Обед был молчалив и скучен.

– Друг мой, – сказала г-жа Гранде, когда сняли скатерть, – нужно нам надеть траур.

– Право, вы не знаете, наконец, что выдумать, куда бы деньги тратить, госпожа Гранде! Траур должен быть в сердце, а не на платье.

– Но, друг мой, траур по родном брате необходим, и даже церковь приказывает…

– Ну, так управьтесь там на шесть луидоров, вот что я дал, а мне дайте кусок крепа, с меня будет довольно.

Евгения молча возвела глаза к небу. В первый раз в жизни все святые и благородные ее верования были унижены и поруганы словами старого скряги.

Хотя наступивший вечер был, по обыкновению, похож на все вечера, проводимые в этом доме, но при всем том он был самый скучный и долгий. Евгения сидела, не отрываясь от работы и не дотрагиваясь до ящичка, подаренного ей накануне. Мать вязала свои шерстяные рукава.

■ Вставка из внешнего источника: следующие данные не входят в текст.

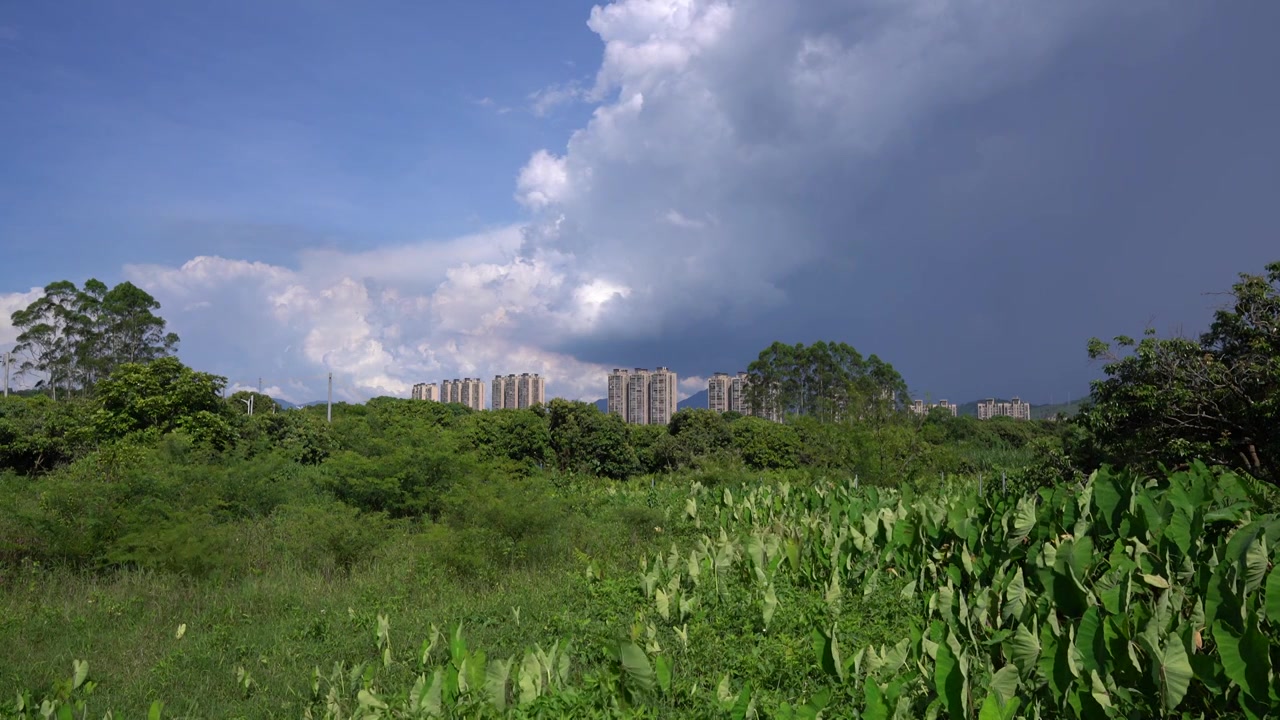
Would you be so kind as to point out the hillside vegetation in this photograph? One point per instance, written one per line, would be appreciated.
(164, 554)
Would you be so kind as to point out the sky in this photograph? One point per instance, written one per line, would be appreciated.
(401, 192)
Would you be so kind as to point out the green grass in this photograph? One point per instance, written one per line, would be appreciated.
(282, 619)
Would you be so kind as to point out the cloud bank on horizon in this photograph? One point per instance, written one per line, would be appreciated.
(736, 150)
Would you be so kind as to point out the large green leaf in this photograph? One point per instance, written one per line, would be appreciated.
(949, 678)
(1089, 641)
(496, 682)
(1023, 650)
(1246, 659)
(662, 668)
(873, 702)
(636, 666)
(1255, 564)
(1175, 674)
(1272, 600)
(1179, 529)
(1005, 683)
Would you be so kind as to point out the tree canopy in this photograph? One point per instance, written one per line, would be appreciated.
(1217, 397)
(827, 381)
(71, 337)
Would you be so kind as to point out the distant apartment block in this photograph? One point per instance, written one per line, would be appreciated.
(663, 396)
(728, 393)
(467, 391)
(919, 408)
(426, 391)
(620, 381)
(641, 397)
(1015, 409)
(519, 391)
(638, 397)
(718, 388)
(737, 393)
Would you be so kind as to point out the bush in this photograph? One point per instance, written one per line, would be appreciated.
(329, 534)
(501, 523)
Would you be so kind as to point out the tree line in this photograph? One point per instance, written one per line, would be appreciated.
(72, 337)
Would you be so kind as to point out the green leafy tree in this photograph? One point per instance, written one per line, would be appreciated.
(702, 432)
(1171, 400)
(826, 381)
(160, 397)
(766, 446)
(521, 436)
(71, 337)
(585, 440)
(48, 336)
(132, 331)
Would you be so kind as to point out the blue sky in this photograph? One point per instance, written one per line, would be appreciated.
(411, 191)
(158, 131)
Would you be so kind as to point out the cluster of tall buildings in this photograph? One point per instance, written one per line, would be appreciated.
(1015, 409)
(922, 408)
(643, 397)
(511, 391)
(728, 393)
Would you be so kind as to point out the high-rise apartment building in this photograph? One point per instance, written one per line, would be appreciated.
(641, 397)
(718, 388)
(426, 391)
(1015, 409)
(530, 390)
(638, 397)
(519, 391)
(737, 393)
(728, 393)
(616, 404)
(467, 391)
(920, 408)
(663, 396)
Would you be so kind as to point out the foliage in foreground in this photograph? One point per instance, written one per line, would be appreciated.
(1124, 597)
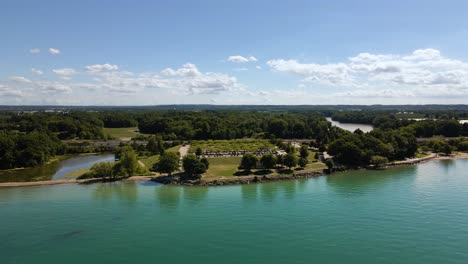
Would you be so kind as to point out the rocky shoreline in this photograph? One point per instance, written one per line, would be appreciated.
(238, 180)
(223, 181)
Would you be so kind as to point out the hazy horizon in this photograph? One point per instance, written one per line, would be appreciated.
(233, 53)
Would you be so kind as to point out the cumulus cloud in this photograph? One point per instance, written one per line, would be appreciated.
(36, 71)
(185, 80)
(240, 69)
(54, 51)
(187, 70)
(239, 58)
(64, 71)
(20, 79)
(34, 51)
(424, 71)
(101, 67)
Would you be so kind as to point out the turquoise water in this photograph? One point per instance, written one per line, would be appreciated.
(416, 214)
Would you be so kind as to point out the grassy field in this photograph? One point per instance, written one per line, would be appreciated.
(222, 167)
(77, 173)
(122, 133)
(231, 145)
(227, 167)
(150, 160)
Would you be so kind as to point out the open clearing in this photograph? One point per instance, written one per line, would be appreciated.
(122, 133)
(150, 160)
(231, 145)
(226, 167)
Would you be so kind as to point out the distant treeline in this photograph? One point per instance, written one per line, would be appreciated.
(31, 138)
(189, 125)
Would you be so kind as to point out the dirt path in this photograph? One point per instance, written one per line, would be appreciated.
(184, 150)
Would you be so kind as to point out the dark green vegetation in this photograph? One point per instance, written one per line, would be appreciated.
(126, 166)
(31, 136)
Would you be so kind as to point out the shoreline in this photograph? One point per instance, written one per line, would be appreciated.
(224, 181)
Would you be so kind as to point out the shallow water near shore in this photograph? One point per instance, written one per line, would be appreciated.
(411, 214)
(55, 170)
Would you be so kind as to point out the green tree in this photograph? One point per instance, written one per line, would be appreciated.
(206, 162)
(152, 146)
(378, 161)
(447, 149)
(290, 160)
(198, 152)
(102, 170)
(268, 161)
(192, 165)
(303, 162)
(248, 162)
(330, 165)
(168, 163)
(280, 159)
(128, 163)
(304, 151)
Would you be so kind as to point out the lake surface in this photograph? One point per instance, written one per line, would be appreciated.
(351, 126)
(415, 214)
(54, 170)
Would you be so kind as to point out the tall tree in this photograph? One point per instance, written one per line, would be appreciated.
(168, 163)
(248, 162)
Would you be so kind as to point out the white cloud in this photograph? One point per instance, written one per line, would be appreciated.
(239, 58)
(64, 71)
(53, 87)
(34, 51)
(54, 51)
(36, 71)
(102, 67)
(20, 79)
(423, 72)
(240, 69)
(187, 70)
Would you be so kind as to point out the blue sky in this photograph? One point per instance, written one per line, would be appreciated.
(233, 52)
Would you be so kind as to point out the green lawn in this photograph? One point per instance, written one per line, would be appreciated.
(222, 167)
(231, 145)
(122, 133)
(77, 173)
(227, 167)
(150, 160)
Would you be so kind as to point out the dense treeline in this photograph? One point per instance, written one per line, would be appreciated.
(236, 124)
(28, 139)
(358, 149)
(81, 125)
(27, 149)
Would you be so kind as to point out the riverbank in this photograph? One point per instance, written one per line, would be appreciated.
(224, 180)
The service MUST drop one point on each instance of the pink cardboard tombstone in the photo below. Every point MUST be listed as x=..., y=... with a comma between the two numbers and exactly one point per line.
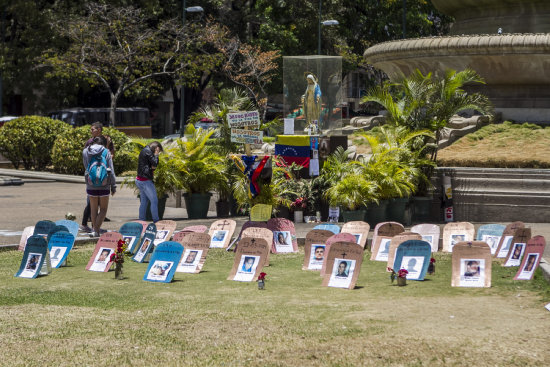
x=344, y=263
x=165, y=228
x=531, y=259
x=396, y=241
x=430, y=233
x=249, y=259
x=284, y=235
x=519, y=242
x=221, y=232
x=471, y=265
x=27, y=232
x=359, y=229
x=456, y=232
x=258, y=232
x=105, y=247
x=315, y=249
x=383, y=233
x=196, y=247
x=506, y=239
x=340, y=237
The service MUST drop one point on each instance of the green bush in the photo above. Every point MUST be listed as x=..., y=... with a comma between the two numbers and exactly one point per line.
x=29, y=140
x=67, y=151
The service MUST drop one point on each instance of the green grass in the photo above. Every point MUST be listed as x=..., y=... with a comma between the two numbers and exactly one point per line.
x=77, y=317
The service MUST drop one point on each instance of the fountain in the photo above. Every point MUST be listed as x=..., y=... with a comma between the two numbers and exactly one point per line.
x=507, y=42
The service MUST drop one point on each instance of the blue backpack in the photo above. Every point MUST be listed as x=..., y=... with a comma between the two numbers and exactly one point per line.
x=97, y=171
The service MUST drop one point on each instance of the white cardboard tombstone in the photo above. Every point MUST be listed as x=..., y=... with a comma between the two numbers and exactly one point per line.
x=221, y=232
x=456, y=232
x=430, y=233
x=471, y=265
x=359, y=229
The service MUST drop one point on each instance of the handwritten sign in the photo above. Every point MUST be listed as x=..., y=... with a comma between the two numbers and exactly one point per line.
x=243, y=119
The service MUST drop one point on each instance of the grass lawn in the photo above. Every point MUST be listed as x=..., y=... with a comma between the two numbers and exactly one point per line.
x=78, y=317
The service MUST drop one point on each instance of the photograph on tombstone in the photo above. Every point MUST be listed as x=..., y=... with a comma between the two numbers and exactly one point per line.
x=342, y=273
x=159, y=270
x=472, y=273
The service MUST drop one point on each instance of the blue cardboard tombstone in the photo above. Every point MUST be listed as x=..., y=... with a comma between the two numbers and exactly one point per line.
x=146, y=244
x=414, y=256
x=60, y=244
x=71, y=225
x=43, y=227
x=164, y=262
x=334, y=228
x=34, y=258
x=490, y=234
x=131, y=234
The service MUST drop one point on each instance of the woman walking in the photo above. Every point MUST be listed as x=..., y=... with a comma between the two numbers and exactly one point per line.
x=147, y=162
x=100, y=180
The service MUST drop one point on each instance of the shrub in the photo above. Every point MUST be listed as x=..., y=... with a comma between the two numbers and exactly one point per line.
x=67, y=151
x=29, y=140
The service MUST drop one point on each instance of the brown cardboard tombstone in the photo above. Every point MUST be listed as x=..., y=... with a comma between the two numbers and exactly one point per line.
x=396, y=241
x=315, y=249
x=359, y=229
x=221, y=232
x=258, y=232
x=340, y=237
x=531, y=259
x=506, y=239
x=383, y=232
x=165, y=229
x=27, y=232
x=471, y=264
x=456, y=232
x=101, y=257
x=516, y=251
x=249, y=259
x=344, y=263
x=284, y=235
x=195, y=247
x=430, y=233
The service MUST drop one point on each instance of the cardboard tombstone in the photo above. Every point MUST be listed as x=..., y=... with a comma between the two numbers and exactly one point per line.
x=60, y=244
x=456, y=232
x=381, y=239
x=249, y=259
x=359, y=229
x=131, y=234
x=340, y=237
x=334, y=228
x=105, y=247
x=260, y=213
x=258, y=232
x=430, y=233
x=196, y=247
x=284, y=235
x=35, y=258
x=531, y=259
x=413, y=256
x=315, y=249
x=221, y=232
x=491, y=235
x=506, y=239
x=27, y=232
x=471, y=265
x=344, y=261
x=146, y=245
x=395, y=241
x=165, y=228
x=71, y=225
x=164, y=261
x=519, y=242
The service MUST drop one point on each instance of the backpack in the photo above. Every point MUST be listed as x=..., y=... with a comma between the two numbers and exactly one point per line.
x=97, y=171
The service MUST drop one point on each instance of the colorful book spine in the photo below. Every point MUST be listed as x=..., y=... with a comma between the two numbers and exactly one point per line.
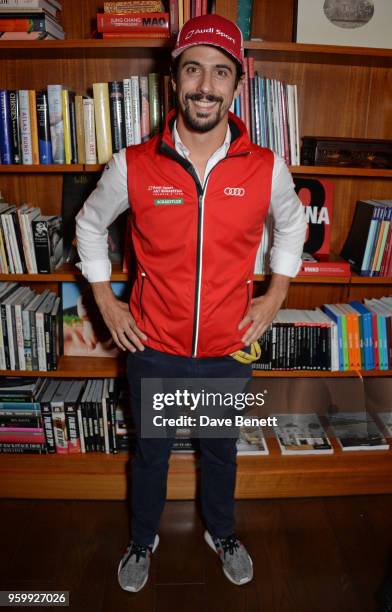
x=44, y=141
x=6, y=152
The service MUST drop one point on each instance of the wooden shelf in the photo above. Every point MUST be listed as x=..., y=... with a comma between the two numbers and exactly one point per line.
x=318, y=54
x=269, y=51
x=99, y=476
x=338, y=171
x=87, y=168
x=107, y=367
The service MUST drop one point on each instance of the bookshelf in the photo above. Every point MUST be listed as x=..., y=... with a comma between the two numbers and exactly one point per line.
x=343, y=91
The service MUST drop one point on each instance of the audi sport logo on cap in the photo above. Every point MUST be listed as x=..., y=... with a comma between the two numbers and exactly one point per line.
x=211, y=30
x=235, y=191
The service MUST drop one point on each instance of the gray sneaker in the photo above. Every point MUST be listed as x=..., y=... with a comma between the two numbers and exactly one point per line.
x=236, y=562
x=134, y=566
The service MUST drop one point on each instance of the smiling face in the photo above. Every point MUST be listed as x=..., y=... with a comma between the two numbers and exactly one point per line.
x=205, y=86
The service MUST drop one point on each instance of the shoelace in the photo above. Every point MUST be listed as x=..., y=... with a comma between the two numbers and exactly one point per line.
x=138, y=550
x=230, y=544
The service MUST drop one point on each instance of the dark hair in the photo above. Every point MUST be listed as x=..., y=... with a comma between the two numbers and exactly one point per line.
x=239, y=72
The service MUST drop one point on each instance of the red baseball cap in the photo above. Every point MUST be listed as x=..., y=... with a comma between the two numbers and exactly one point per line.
x=211, y=30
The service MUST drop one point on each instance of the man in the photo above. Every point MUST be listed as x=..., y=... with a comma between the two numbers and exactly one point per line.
x=198, y=195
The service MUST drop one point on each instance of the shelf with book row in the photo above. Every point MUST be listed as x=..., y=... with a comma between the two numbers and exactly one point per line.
x=306, y=170
x=100, y=476
x=100, y=367
x=266, y=51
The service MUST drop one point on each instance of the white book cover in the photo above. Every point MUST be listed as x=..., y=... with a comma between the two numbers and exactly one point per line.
x=357, y=431
x=135, y=101
x=386, y=420
x=56, y=119
x=89, y=131
x=251, y=441
x=129, y=136
x=302, y=434
x=25, y=126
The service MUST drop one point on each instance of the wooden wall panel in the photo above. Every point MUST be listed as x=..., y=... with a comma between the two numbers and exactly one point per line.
x=310, y=296
x=43, y=190
x=359, y=292
x=273, y=20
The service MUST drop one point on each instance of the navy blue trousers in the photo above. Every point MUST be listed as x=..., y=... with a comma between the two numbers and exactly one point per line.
x=151, y=459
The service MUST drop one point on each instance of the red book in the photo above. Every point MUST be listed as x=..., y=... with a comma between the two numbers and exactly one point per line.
x=173, y=8
x=325, y=268
x=132, y=22
x=317, y=197
x=135, y=35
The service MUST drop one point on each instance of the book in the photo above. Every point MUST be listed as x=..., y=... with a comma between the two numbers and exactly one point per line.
x=76, y=189
x=117, y=115
x=251, y=441
x=6, y=152
x=48, y=242
x=102, y=122
x=133, y=22
x=43, y=122
x=357, y=431
x=56, y=123
x=317, y=197
x=301, y=434
x=84, y=331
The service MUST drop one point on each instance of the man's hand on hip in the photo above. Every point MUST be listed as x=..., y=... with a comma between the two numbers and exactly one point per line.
x=118, y=319
x=263, y=309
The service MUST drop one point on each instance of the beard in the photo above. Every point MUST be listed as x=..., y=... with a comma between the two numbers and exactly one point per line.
x=200, y=121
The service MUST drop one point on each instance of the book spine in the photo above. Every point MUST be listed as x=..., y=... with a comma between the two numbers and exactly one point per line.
x=173, y=12
x=59, y=428
x=154, y=102
x=117, y=115
x=44, y=141
x=15, y=126
x=48, y=427
x=89, y=131
x=67, y=126
x=41, y=350
x=144, y=109
x=56, y=123
x=128, y=125
x=102, y=122
x=135, y=109
x=74, y=137
x=25, y=127
x=6, y=151
x=27, y=340
x=72, y=428
x=135, y=22
x=81, y=145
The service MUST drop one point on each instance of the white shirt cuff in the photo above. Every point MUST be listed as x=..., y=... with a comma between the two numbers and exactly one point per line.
x=96, y=271
x=285, y=263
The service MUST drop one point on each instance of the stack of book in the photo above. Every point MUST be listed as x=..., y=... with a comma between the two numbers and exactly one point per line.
x=368, y=247
x=133, y=19
x=338, y=337
x=21, y=423
x=269, y=109
x=29, y=328
x=55, y=126
x=67, y=416
x=29, y=242
x=30, y=20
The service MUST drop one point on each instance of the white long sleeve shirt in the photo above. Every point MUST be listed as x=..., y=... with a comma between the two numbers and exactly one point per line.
x=110, y=199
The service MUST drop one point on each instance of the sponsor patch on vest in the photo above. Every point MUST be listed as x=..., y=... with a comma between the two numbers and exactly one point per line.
x=160, y=201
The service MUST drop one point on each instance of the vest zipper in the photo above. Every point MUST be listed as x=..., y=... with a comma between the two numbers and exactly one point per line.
x=172, y=153
x=143, y=275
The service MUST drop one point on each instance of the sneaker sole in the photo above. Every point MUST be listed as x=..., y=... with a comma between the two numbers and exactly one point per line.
x=131, y=589
x=211, y=544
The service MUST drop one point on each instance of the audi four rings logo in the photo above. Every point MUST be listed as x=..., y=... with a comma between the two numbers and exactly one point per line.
x=237, y=191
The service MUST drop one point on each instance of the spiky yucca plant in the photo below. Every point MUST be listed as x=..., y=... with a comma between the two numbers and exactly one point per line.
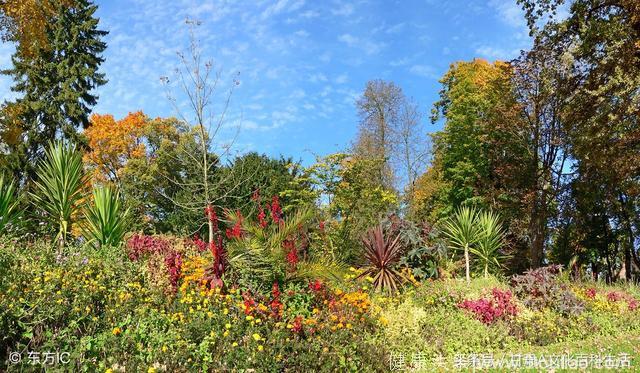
x=490, y=240
x=462, y=231
x=9, y=204
x=477, y=233
x=59, y=190
x=382, y=254
x=105, y=222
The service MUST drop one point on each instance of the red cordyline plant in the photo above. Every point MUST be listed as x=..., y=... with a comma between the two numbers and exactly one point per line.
x=140, y=245
x=499, y=307
x=382, y=254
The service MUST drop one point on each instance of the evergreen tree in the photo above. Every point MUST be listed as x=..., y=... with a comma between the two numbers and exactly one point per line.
x=56, y=83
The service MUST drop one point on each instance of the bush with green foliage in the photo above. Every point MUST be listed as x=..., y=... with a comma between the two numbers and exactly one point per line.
x=9, y=205
x=59, y=190
x=105, y=223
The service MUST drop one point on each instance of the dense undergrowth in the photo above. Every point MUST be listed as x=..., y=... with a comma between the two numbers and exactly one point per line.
x=111, y=313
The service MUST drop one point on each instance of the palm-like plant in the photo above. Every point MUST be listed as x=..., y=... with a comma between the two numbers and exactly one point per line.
x=383, y=253
x=462, y=231
x=259, y=255
x=9, y=203
x=490, y=240
x=59, y=188
x=105, y=222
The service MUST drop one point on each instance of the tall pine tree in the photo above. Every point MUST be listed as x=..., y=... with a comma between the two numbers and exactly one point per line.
x=55, y=84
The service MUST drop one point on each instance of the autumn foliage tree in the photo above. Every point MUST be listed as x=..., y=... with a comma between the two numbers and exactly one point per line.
x=113, y=142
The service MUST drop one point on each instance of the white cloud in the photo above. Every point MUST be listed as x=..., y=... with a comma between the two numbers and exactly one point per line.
x=344, y=10
x=368, y=46
x=342, y=78
x=281, y=6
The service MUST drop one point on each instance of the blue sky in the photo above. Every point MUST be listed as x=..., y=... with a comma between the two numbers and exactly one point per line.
x=302, y=64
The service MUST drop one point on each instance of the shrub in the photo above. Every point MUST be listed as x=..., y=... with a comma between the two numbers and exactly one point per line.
x=59, y=189
x=382, y=253
x=105, y=222
x=488, y=310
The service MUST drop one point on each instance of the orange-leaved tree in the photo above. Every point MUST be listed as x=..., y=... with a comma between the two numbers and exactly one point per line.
x=113, y=142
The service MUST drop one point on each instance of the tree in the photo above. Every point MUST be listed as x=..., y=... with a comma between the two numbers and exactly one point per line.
x=253, y=172
x=483, y=156
x=56, y=81
x=200, y=82
x=599, y=46
x=537, y=78
x=25, y=22
x=113, y=143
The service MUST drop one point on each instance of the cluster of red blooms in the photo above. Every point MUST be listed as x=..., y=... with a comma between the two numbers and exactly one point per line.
x=236, y=230
x=275, y=304
x=249, y=302
x=632, y=303
x=316, y=285
x=139, y=245
x=500, y=306
x=173, y=261
x=210, y=213
x=199, y=243
x=296, y=325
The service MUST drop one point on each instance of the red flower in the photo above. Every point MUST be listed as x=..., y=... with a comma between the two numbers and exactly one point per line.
x=236, y=230
x=173, y=261
x=275, y=304
x=262, y=217
x=297, y=324
x=276, y=210
x=292, y=252
x=316, y=285
x=199, y=243
x=249, y=303
x=613, y=296
x=488, y=310
x=210, y=213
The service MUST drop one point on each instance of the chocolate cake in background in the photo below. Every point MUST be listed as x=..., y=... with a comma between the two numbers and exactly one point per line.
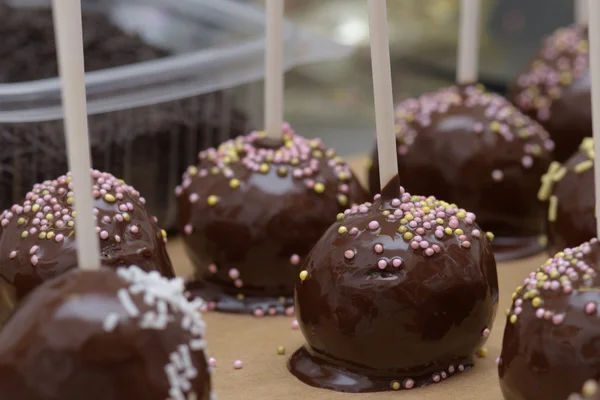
x=149, y=147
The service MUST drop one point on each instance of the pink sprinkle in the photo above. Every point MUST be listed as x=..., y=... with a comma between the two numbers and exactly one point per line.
x=373, y=225
x=590, y=308
x=234, y=273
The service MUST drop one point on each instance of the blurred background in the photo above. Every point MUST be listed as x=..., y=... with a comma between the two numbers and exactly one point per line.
x=166, y=79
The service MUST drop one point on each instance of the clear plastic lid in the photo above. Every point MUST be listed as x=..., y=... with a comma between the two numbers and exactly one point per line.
x=216, y=44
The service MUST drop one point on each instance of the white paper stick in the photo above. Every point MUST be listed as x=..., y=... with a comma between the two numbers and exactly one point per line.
x=274, y=68
x=467, y=70
x=582, y=11
x=594, y=38
x=382, y=89
x=69, y=43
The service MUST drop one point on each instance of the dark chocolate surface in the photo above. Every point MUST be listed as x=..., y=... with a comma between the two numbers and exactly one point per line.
x=62, y=345
x=555, y=89
x=395, y=301
x=550, y=345
x=474, y=148
x=568, y=190
x=37, y=237
x=252, y=209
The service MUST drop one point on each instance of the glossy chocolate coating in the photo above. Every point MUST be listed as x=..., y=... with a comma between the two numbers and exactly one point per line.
x=56, y=346
x=370, y=328
x=474, y=148
x=555, y=89
x=26, y=261
x=569, y=191
x=253, y=209
x=550, y=345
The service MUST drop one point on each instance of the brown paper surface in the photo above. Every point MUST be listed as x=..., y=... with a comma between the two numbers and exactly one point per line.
x=264, y=375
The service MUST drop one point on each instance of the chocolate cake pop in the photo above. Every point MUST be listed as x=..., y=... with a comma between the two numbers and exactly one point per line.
x=569, y=191
x=106, y=334
x=553, y=328
x=555, y=89
x=37, y=237
x=398, y=293
x=476, y=149
x=251, y=211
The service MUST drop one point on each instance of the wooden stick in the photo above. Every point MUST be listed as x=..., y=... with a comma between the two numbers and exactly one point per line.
x=467, y=70
x=274, y=68
x=594, y=38
x=382, y=88
x=69, y=43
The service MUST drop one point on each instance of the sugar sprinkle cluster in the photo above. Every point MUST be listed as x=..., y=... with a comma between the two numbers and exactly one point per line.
x=567, y=272
x=414, y=217
x=563, y=59
x=501, y=117
x=47, y=212
x=165, y=298
x=300, y=158
x=556, y=172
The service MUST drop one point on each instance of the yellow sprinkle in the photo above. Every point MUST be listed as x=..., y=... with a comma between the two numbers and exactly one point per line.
x=552, y=208
x=584, y=166
x=590, y=388
x=192, y=171
x=234, y=183
x=212, y=200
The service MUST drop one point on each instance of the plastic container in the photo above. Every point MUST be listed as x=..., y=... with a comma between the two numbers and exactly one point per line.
x=175, y=106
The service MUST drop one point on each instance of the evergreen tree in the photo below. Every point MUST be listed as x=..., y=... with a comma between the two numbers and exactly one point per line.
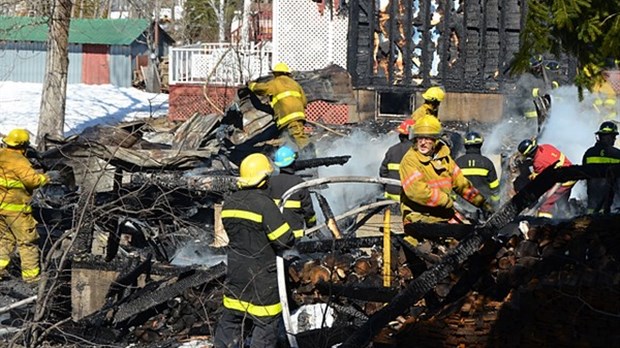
x=586, y=29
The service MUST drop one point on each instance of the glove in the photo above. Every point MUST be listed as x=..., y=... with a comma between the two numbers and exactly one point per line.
x=487, y=210
x=54, y=176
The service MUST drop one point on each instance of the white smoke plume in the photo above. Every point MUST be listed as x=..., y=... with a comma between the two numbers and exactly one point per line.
x=570, y=127
x=367, y=152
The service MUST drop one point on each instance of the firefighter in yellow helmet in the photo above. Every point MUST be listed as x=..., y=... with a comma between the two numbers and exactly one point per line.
x=18, y=180
x=288, y=101
x=428, y=175
x=257, y=232
x=432, y=98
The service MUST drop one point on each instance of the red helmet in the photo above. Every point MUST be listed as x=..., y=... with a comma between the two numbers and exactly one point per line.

Гранде вертел пальцами битых четыре часа, погруженный в свои расчеты. Результаты их должны были удивить весь Сомюр с его округом.

Из гостей никто не являлся; в это время весь город только и говорил, что о штуке, сыгранной стариком Гранде, о банкротстве его брата и приезде племянника. Все были у де Грассенов; все собрались поболтать о делах, о винограде, о голландцах, и тут-то раздавались самые страшные выходки против старого бочара, который преспокойно смеялся в своем углу над всем городом.

Нанета пряла, и один шум колеса в самопрялке нарушал семейное безмолвие.

– Мы не теряем слов, нечего сказать, – проговорила Нанета, усмехнувшись и показав ряд огромных белых зубов своих.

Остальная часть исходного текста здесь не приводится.